Opinion
January 28, 1926.
Appeal from the Municipal Court, Brooklyn, Sixth District.
Joseph B. Merkert, for the appellant.
Emanuel Mehl, for the respondent
Present, CROPSEY, MacCRATE and LEWIS, JJ.
Judgment and order unanimously reversed upon the law, with thirty dollars costs to appellant to abide the event, and motion denied, with ten dollars costs.
There is nothing to show when the defendant's term ended, and as he moved out on May twenty-ninth, there is no basis shown for the recovery of the June rent. According to the defendant's affidavit the May rent was paid by the plaintiff's accepting and using the security which the defendant had previously put up, the use of the security for this purpose being by agreement between the parties. While the defendant has pleaded only a general denial and has not pleaded payment, or surrender and acceptance, still where facts are shown in an affidavit opposing a motion for summary judgment which would constitute a defense if properly pleaded, the motion cannot prevail. ( Curry v.

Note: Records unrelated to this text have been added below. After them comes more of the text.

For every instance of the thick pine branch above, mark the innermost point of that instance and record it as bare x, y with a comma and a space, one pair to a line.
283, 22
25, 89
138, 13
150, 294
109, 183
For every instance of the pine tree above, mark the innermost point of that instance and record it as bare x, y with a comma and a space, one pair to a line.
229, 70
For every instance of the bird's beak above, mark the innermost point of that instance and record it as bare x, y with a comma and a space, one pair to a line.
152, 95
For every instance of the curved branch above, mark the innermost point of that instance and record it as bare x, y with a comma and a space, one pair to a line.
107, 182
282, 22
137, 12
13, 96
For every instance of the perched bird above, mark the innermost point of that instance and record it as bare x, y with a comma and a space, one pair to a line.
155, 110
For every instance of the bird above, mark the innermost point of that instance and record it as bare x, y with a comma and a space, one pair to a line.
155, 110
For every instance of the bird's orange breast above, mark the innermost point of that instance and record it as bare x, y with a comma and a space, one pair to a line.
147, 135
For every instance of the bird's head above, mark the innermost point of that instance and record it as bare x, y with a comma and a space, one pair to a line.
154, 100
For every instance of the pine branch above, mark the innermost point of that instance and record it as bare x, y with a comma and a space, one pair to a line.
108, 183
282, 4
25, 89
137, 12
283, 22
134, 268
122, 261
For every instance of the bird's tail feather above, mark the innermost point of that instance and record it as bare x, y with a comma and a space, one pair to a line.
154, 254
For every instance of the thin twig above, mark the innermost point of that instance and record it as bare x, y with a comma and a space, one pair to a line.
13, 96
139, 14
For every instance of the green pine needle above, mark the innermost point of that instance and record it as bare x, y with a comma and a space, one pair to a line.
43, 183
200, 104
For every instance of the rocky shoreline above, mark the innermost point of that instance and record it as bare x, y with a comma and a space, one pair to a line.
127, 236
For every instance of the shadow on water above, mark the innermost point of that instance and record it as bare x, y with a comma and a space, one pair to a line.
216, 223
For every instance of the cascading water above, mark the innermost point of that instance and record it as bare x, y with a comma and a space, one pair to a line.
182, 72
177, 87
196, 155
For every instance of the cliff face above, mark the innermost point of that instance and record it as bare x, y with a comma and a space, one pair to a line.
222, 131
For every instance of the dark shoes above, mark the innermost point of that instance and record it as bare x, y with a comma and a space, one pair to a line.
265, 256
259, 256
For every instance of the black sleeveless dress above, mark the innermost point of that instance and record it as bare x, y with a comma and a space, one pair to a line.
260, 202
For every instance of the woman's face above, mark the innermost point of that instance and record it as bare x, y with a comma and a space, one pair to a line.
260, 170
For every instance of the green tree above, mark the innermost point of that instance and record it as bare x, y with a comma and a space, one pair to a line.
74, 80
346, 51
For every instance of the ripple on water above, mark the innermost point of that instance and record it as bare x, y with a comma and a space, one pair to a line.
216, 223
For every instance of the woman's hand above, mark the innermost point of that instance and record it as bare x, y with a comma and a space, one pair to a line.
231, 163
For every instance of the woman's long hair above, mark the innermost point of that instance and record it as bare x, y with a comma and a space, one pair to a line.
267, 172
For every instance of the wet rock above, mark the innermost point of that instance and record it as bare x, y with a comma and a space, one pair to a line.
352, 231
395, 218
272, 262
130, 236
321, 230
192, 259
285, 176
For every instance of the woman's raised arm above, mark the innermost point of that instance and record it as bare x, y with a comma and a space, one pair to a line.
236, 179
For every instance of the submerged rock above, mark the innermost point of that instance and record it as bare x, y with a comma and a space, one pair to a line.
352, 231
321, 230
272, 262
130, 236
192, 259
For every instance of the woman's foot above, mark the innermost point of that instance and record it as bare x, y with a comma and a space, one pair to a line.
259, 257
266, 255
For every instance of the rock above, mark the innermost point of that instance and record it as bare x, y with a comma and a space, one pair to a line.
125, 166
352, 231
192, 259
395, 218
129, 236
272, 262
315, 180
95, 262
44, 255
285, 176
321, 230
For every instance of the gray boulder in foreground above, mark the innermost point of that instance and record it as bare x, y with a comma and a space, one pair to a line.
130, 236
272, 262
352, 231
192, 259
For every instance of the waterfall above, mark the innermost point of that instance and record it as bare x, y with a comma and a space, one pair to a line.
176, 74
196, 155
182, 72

Mackenzie, 239 N.Y. 267; Melcher, Inc., v. Graziano, 212 A.D. 589.)
There is nothing to show that the lease was a part of the motion papers. But if it was it does not help the plaintiff. On the face of the lease its term of ending is not stated. The provision in it to the effect that no surrender of the premises shall arrest the payment of rent, unless the surrender be accepted in writing by the landlord, does not prevent acceptance and surrender without a writing by the landlord. This provision may be waived by the latter.